In a letter released Wednesday, a day after it was sent, lawmakers including Wisconsin Republican Ron Johnson, Illinois Democrat Richard Durbin and Arizona Republican John McCain told Sepp Blatter, the head of soccer's governing body, that letting Russia host the event "inappropriately bolsters the prestige" of President Vladimir Putin's "regime at a time it when it should be condemned."
They suggested that FIFA hold an extraordinary congress to vote on whether to move the 2018 tournament to another site.
According to the letter, more than 40 countries, including nearly half of the field from the 2014 World Cup, have placed sanctions on Russia.
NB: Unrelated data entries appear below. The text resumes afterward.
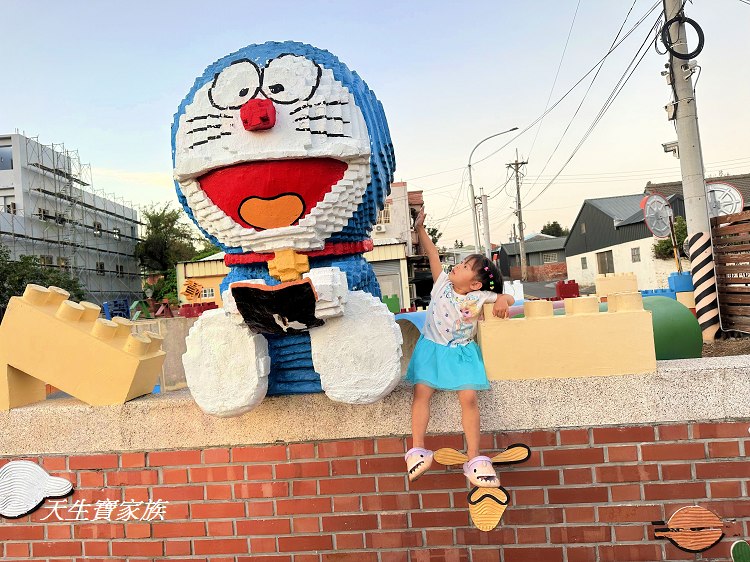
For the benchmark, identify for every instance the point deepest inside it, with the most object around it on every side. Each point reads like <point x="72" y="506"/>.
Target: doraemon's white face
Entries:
<point x="273" y="157"/>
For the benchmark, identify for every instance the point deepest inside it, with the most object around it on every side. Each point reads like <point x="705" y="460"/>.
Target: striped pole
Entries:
<point x="691" y="165"/>
<point x="704" y="281"/>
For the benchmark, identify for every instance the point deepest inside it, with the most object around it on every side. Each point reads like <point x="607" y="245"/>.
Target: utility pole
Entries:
<point x="522" y="245"/>
<point x="472" y="198"/>
<point x="684" y="112"/>
<point x="486" y="222"/>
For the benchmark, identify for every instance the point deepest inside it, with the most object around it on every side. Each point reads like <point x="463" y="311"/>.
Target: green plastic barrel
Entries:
<point x="677" y="334"/>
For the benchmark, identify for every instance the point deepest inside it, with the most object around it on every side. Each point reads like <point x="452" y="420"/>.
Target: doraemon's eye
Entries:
<point x="290" y="78"/>
<point x="234" y="85"/>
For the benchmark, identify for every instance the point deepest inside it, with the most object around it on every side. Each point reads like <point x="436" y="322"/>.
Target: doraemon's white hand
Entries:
<point x="332" y="289"/>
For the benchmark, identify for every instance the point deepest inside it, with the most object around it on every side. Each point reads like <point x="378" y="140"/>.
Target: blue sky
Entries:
<point x="106" y="79"/>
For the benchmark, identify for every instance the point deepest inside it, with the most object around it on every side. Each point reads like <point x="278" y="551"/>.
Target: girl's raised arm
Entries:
<point x="429" y="247"/>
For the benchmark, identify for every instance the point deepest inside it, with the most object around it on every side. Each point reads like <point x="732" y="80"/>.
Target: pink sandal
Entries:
<point x="481" y="473"/>
<point x="418" y="461"/>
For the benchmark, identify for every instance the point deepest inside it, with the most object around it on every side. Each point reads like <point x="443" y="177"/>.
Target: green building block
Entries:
<point x="741" y="552"/>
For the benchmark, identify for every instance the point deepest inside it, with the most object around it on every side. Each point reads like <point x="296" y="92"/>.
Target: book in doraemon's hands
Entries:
<point x="288" y="308"/>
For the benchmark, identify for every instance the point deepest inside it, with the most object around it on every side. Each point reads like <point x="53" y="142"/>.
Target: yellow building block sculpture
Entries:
<point x="609" y="283"/>
<point x="583" y="342"/>
<point x="45" y="338"/>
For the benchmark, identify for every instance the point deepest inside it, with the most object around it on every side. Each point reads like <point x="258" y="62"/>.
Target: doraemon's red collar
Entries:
<point x="330" y="249"/>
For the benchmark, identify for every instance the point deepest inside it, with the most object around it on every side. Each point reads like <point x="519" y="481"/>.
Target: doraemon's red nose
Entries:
<point x="258" y="114"/>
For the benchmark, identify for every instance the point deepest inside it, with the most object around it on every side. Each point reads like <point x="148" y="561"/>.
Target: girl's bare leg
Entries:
<point x="420" y="413"/>
<point x="470" y="420"/>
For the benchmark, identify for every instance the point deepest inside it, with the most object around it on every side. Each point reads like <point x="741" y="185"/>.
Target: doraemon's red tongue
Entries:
<point x="272" y="193"/>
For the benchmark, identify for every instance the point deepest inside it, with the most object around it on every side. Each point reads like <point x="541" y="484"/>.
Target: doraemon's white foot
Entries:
<point x="358" y="355"/>
<point x="226" y="364"/>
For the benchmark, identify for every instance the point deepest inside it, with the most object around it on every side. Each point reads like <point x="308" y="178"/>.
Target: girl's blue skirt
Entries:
<point x="447" y="368"/>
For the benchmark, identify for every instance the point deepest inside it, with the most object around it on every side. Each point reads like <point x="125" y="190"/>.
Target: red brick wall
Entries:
<point x="546" y="272"/>
<point x="585" y="495"/>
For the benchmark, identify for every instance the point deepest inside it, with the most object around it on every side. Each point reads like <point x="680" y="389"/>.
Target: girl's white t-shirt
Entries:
<point x="452" y="318"/>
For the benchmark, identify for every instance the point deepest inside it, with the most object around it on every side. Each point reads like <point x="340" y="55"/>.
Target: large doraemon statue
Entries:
<point x="283" y="158"/>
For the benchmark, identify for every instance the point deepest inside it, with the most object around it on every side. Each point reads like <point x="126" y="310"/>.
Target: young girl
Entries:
<point x="447" y="358"/>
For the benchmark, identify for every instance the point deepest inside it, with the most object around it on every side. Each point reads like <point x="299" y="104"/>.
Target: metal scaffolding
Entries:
<point x="57" y="215"/>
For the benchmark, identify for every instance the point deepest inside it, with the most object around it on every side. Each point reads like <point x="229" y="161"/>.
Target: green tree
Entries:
<point x="167" y="240"/>
<point x="434" y="233"/>
<point x="208" y="249"/>
<point x="15" y="275"/>
<point x="663" y="248"/>
<point x="554" y="229"/>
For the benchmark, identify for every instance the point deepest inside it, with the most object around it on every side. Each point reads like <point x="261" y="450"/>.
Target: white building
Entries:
<point x="394" y="243"/>
<point x="48" y="209"/>
<point x="610" y="235"/>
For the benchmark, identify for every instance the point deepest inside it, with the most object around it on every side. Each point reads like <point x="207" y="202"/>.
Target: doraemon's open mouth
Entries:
<point x="272" y="193"/>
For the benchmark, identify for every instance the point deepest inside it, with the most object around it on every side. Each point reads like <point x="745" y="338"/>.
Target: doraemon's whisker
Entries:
<point x="323" y="133"/>
<point x="207" y="139"/>
<point x="209" y="116"/>
<point x="300" y="108"/>
<point x="203" y="128"/>
<point x="321" y="117"/>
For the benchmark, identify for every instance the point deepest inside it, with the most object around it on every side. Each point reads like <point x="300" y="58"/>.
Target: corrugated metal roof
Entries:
<point x="638" y="216"/>
<point x="740" y="181"/>
<point x="537" y="246"/>
<point x="620" y="208"/>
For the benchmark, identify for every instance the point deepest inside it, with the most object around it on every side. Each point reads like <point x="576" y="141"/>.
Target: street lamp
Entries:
<point x="472" y="201"/>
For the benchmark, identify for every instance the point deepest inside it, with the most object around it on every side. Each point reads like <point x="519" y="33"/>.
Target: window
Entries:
<point x="6" y="157"/>
<point x="605" y="262"/>
<point x="384" y="216"/>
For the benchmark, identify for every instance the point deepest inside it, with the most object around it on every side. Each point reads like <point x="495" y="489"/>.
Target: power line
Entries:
<point x="607" y="104"/>
<point x="611" y="50"/>
<point x="565" y="95"/>
<point x="554" y="82"/>
<point x="583" y="99"/>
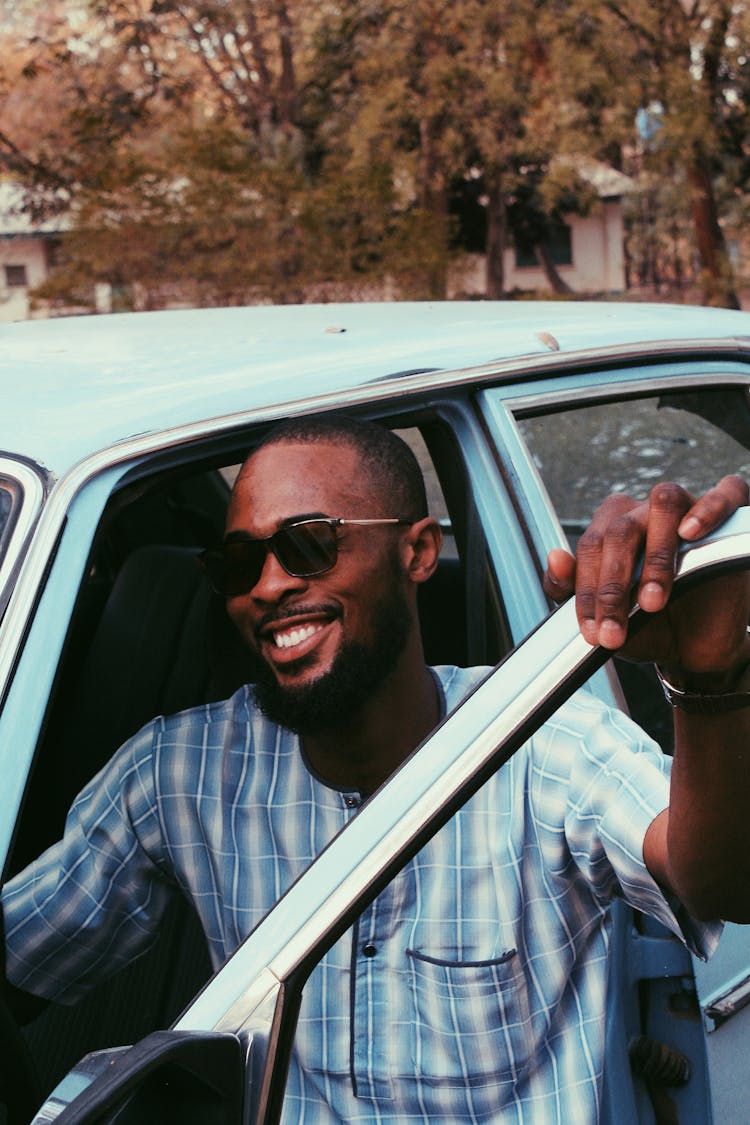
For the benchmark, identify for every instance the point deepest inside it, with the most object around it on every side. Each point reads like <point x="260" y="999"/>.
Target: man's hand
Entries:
<point x="704" y="631"/>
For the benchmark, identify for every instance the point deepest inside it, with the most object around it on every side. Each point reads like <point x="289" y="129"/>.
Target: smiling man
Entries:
<point x="341" y="647"/>
<point x="473" y="988"/>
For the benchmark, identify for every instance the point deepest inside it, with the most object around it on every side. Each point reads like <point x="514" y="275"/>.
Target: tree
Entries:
<point x="681" y="55"/>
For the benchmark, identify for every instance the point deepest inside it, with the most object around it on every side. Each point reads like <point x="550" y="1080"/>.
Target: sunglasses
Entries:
<point x="304" y="549"/>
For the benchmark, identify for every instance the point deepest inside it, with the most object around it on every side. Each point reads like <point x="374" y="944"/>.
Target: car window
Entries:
<point x="586" y="452"/>
<point x="8" y="505"/>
Keeping the World Cup there in three years "provides economic relief," the letter added.
"As you know, nearly a full year has passed since unmarked Russian troops and Russian-backed separatists began their dismemberment of Ukraine," the Senators said.
They explained they wrote "with the goal of ending the crisis in Ukraine and ensuring a successful 2018 World Cup."
Asked to comment on the letter, FIFA spokeswoman Delia Fischer rejected the notion that it makes sense to strip Russia of the World Cup.
"History has shown so far that boycotting sport events or a policy of isolation or confrontation are not the most effective ways to solve problems," Fischer wrote Wednesday in an email to The Associated Press, adding that hosting the World Cup "can be a powerful catalyst for constructive dialogue between people and governments, helping to bring positive social developments."
Fischer also wrote that FIFA believes it "can achieve positive change in the world, but football cannot be seen as a solution for all issues, particularly those related to world politics."
"We have seen that the FIFA World Cup can be a force for good," she said, "and FIFA believes this will be the case for the 2018 FIFA World Cup in Russia."